X-Message-Number: 29810
Date: Sat, 1 Sep 2007 12:05:27 -0700
From: "Jeff Davis" <>
Subject: Re: microbe longevity in permafrost

Someone wrote:
>>>
Analyses of five ice samples, spanning the last 8 million years in
this region, demonstrated an exponential decline in the average
community DNA size with a half-life of approximately 1.1 million
years,
<<<

Whereupon John de Rivaz responds:


> I would have thought that this "limit" could be regarded as indefinite as far 
as cryonics is concerned.

Yes John, exactly right.  The LN2 suspension temperatures are
substantially lower than the permafrost.  Then the rate of reaction
(ie chemical degradation), dependent on the temp and defined by the
Arhennius equation, is vastly slower.  Indeed that degradation should
take billions -- no typo that "b" -- of years.  Effectively, as you
say, indefinite.


> If someone remains cryopreserved for any appreciable fraction of a million 
years this tends to suggest that reanimation is becoming increasingly unlikely 
as time moves on.

But that suggestion would be ill informed.  First, the increase in
"unlikelihood" is vanishingly small -- what's a hundred thousand
years, or even a million, compared to a billion.

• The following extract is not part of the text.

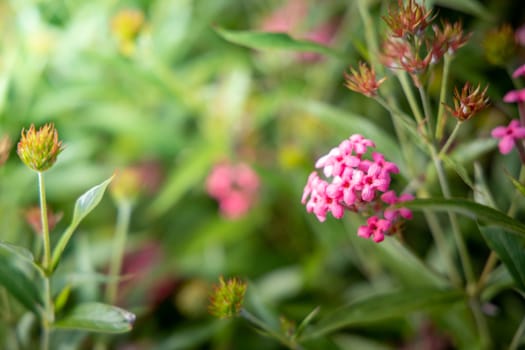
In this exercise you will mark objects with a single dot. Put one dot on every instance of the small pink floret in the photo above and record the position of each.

Second, and of vastly greater importance, the non-linear
(exponential?) rate of technolgical progress so outpaces the rate of
degradation as to reduce the latter to irrelevance.  Within hundreds
-- at the very most thousands -- of years, the technology for physical
restoration or uploading will have been achieved or, alternatively,
proven infeasible.

Call me biased but my money is on "achieved".  The evolved nanotech of
biology proves it can be done.  Which leaves us waiting on the steady
"grunt" work of MNT development.

I'll be waiting.  In the cooler.  In the oblivion of unconsciousness.
Patient.  And confident.

-- 
Best, Jeff Davis

               "Everything's hard till you
                     know how to do it."